Wednesday, March 26, 2008

Dec 30 1948

The American Economic Association hosted their yearly conference in my home town of Cleveland, Ohio in 1948. December 30th was the final day of the conference (a friday) that featured the organizer of that years agenda, Joseph Schumpeter, giving his closing speech on the state of, and overall role played by economics within the society at large. By all accounts this was a wonderful speech that left no economist--no matter the personal persuasion be they an adherent of Keynes or some other school--untouched, and all that witnessed this event firsthand attest that the lively Schumpeter was in top form.
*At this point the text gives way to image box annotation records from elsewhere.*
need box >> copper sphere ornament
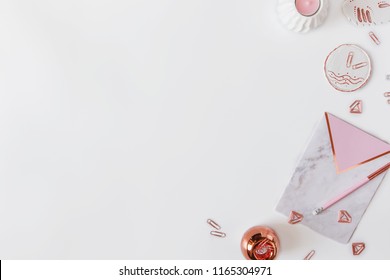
[241,226,280,260]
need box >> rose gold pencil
[313,162,390,215]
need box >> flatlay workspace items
[241,226,280,260]
[342,0,390,26]
[277,0,328,33]
[276,113,390,243]
[324,44,371,92]
[313,162,390,214]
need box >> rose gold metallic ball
[241,226,280,260]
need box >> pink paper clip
[338,210,352,224]
[352,242,366,256]
[210,230,226,238]
[368,31,381,45]
[352,62,368,70]
[347,52,353,68]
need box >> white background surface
[0,0,390,259]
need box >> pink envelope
[276,113,390,243]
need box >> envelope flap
[325,113,390,172]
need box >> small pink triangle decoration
[349,100,363,114]
[326,113,390,172]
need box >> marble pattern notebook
[276,113,390,243]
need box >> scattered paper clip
[207,219,221,230]
[352,62,368,70]
[210,230,226,238]
[352,242,366,256]
[303,250,316,261]
[347,52,354,68]
[368,31,381,45]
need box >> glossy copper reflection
[241,226,280,260]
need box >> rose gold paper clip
[368,31,381,45]
[347,52,353,68]
[352,62,368,70]
[210,230,226,238]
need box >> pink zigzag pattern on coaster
[326,113,390,172]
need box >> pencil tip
[312,207,324,216]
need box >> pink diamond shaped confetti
[349,100,363,114]
[338,210,352,224]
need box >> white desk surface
[0,0,390,259]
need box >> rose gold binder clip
[210,230,226,238]
[303,250,316,261]
[347,52,353,68]
[352,242,366,256]
[338,210,352,224]
[349,100,363,114]
[288,211,303,225]
[368,31,381,45]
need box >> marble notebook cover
[276,113,390,243]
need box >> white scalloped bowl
[277,0,329,33]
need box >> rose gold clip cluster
[288,211,303,225]
[356,8,372,23]
[207,219,226,238]
[352,242,366,256]
[349,100,363,114]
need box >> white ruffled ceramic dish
[277,0,329,32]
[343,0,390,25]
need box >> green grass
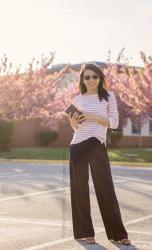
[0,147,152,163]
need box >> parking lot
[0,162,152,250]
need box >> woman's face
[83,69,100,90]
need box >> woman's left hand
[83,111,110,127]
[83,111,98,122]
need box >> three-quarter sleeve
[108,91,119,129]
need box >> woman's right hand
[68,112,86,128]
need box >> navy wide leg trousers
[69,137,128,240]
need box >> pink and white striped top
[70,91,119,145]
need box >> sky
[0,0,152,70]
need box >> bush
[0,121,14,151]
[111,130,123,147]
[38,131,58,145]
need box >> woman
[69,63,131,245]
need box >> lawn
[0,147,152,162]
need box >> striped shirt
[70,90,119,145]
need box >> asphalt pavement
[0,161,152,250]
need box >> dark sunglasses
[84,75,99,80]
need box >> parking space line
[115,175,152,184]
[0,216,72,228]
[0,174,32,178]
[22,214,152,250]
[0,187,70,202]
[127,230,152,235]
[0,216,101,230]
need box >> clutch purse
[64,104,83,123]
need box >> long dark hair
[79,63,109,101]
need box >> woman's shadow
[76,240,140,250]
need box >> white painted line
[125,214,152,225]
[0,174,32,178]
[0,216,72,228]
[0,216,101,230]
[127,230,152,235]
[22,237,78,250]
[22,214,152,250]
[0,187,70,202]
[117,176,152,184]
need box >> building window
[132,122,141,135]
[149,120,152,135]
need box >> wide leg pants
[69,137,128,240]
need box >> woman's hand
[83,111,110,128]
[68,112,86,129]
[83,111,99,122]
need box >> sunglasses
[84,75,99,80]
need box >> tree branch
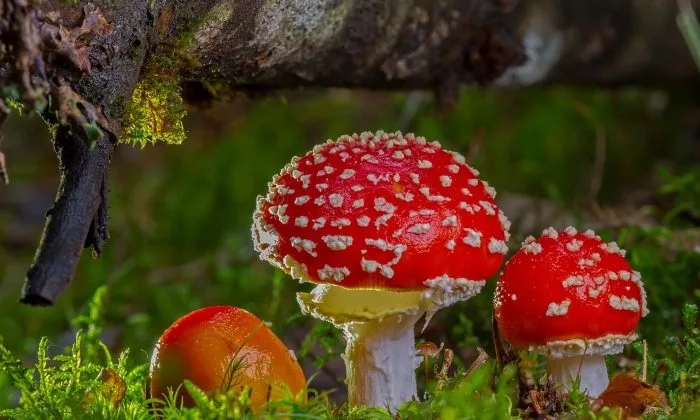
[20,126,113,306]
[0,0,700,305]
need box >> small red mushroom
[494,227,648,398]
[252,132,509,409]
[150,306,306,409]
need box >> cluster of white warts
[258,132,510,282]
[511,226,647,316]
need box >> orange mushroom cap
[252,132,510,291]
[150,306,306,409]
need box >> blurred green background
[0,88,700,406]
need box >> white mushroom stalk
[297,278,485,412]
[252,132,509,411]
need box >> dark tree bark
[0,0,700,305]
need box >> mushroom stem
[547,355,610,398]
[343,314,421,412]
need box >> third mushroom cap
[494,227,648,397]
[253,132,509,409]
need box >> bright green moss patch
[122,78,187,147]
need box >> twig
[0,99,10,185]
[20,126,116,306]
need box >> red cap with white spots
[494,227,648,357]
[252,132,509,298]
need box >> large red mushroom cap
[252,132,509,302]
[494,227,647,357]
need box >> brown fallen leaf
[83,368,126,407]
[591,373,668,418]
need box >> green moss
[122,78,187,147]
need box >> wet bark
[5,0,700,305]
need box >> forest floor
[0,88,700,418]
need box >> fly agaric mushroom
[494,227,648,398]
[150,306,306,409]
[252,132,509,410]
Being from Cleveland and knowing of the diligence that is so typically characteristic of the Plain Dealer, I set out to dig up their coverage of this speech in our library's stash of microfilm. In the paper published on Dec 30th they do have a few paragraphs featuring comments from Schumpeter's colleague at Harvard Seymour Harris on inflation, and they also highlight Fritz Machlup's warning to economists not to grow disheartened at the slow transmission of intellectual ideas to the voting public at large that is so characteristic of the democratic political system. Machlup was speaking from experience as he witnessed firsthand the experiences of Europe in the early 20th century. But this days paper covered the events of the previous day. So I scoured the December 31st and January 1st editions of the paper while finding nothing on Schumpeter or his rousing speech. How can this be? How can there be not even a tiny article detailing the events when one of the most eminent economists of the day happen to be in your town? And at this time his eminence was surely recognized, many contemporary accounts indicate Schumpeter was regarded as perhaps the most famous economist in the world at the time. Though I may have missed a snippet on Dr. Schumpeter, he may have been mentioned inconspicuously, it remains a disappointment that a larger article could not have been devoted to a subject as pertinent and influential as that which Schumpeter spoke about.

It is disappointing that in a paper that dedicated large amounts of space to the business and politics of the day (perhaps more so than today even) there was no space provided for commentary on Schumpeter the man, what he meant to the study of society and economics, and the overall lessons of his speech.